Under HIPAA, an email provider that handles PHI on your behalf is considered a business associate. Your provider must comply with HIPAA regulations, ensuring that PHI is safeguarded. As a covered entity, you must ensure that your email provider follows the HIPAA requirements by signing a business associate agreement (BAA). The BAA outlines the obligations of the provider, including security measures and breach notification protocols. However, even with a BAA, healthcare organizations are still held accountable for how PHI is handled. 

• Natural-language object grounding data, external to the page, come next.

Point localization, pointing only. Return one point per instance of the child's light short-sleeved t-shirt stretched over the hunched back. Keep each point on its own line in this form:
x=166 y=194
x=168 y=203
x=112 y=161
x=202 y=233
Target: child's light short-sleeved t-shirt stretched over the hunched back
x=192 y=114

Related: The consequences of not having a BAA with an email service provider

 

Data breach notification requirements

When an email provider experiences a data breach that compromises PHI, the provider and your organization have specific notification duties.

 

The business associate’s obligation

The email provider must notify your organization of the breach without unreasonable delay, usually within 60 days of discovering it. The notification should include details about the breach, such as the types of PHI involved, the individuals affected, and the steps to mitigate the damage.

 

Covered entity’s obligation

After receiving the breach notice, your organization must notify the affected individuals, the Department of Health and Human Services (HHS), and, if the breach involves more than 500 individuals, the media. These notifications must also be completed within 60 days of discovering the breach.

 

Conducting a post-breach risk assessment 

Once a breach occurs, a thorough risk assessment is required to understand the severity and impact. The assessment should evaluate:

  • The type of PHI exposed (e.g., medical records, Social Security numbers)
  • Whether the PHI was encrypted or otherwise protected
  • The potential for misuse or harm
  • The likelihood that the information has been accessed or used inappropriately

The results of this risk assessment will help guide your organization’s response, including whether additional notifications or mitigation steps are required.

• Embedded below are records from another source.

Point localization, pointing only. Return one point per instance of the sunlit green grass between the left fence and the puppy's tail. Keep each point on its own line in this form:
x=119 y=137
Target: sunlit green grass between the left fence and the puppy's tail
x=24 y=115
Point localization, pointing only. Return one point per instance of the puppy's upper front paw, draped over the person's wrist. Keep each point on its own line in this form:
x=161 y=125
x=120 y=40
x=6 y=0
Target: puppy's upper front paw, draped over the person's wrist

Read more: How to perform a risk assessment

 

Mitigating the impact of the breach

  • Notifying patients: Inform affected individuals promptly so they can protect themselves, such as by monitoring credit reports.
  • Strengthening security: Review the BAA and security protocols with your email provider. If weaknesses are found, work together to enhance protections, including using encryption and access controls to prevent future breaches.

 

Covered entities’ liability and legal consequences

Even if the breach occurred due to your email provider’s actions, your organization remains liable under HIPAA. The Office for Civil Rights (OCR) will likely investigate the incident to ensure you took reasonable steps to prevent the breach, such as choosing a HIPAA compliant provider and conducting regular risk assessments.

Penalties can range from $100 to $50,000 per violation, with a maximum annual penalty of $1.9 million for identical violations. Your healthcare organization must take a proactive approach to compliance.

 

Best practices for preventing future breaches

  • Choose a HIPAA compliant email provider: Ensure your provider uses encryption and robust security protocols.
  • Regularly update security measures: Perform frequent risk assessments and update your email system’s security features as needed.
  • Train staff: Ensure employees know HIPAA requirements and how to handle PHI securely.
  • Use encryption and access controls: Protect PHI with strong encryption and limit access to authorized personnel only.

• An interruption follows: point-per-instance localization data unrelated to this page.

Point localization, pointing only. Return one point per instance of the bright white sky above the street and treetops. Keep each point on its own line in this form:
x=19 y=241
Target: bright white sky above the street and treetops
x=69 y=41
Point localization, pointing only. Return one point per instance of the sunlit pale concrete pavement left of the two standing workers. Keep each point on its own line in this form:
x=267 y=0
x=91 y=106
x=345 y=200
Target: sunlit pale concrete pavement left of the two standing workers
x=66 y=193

Related: HIPAA Compliant Email: The Definitive Guide

 

FAQs

Can you switch email providers after a breach without violating HIPAA?

Yes, you can switch email providers, but make sure the transition is secure and the new provider signs a BAA and complies with HIPAA security standards to avoid future risks.

 

Can you be fined if your email provider's breach didn't involve your patients' PHI?

No, if the breach doesn’t involve your patients' PHI, your organization would not be subject to HIPAA penalties. You must still ensure the provider’s systems are secure to prevent future risks.

 

Are there specific steps to take if the breach involves email attachments with PHI?

If PHI in attachments is compromised, the same breach notification and risk assessment rules apply. Ensuring attachments are encrypted in the future can prevent this type of breach.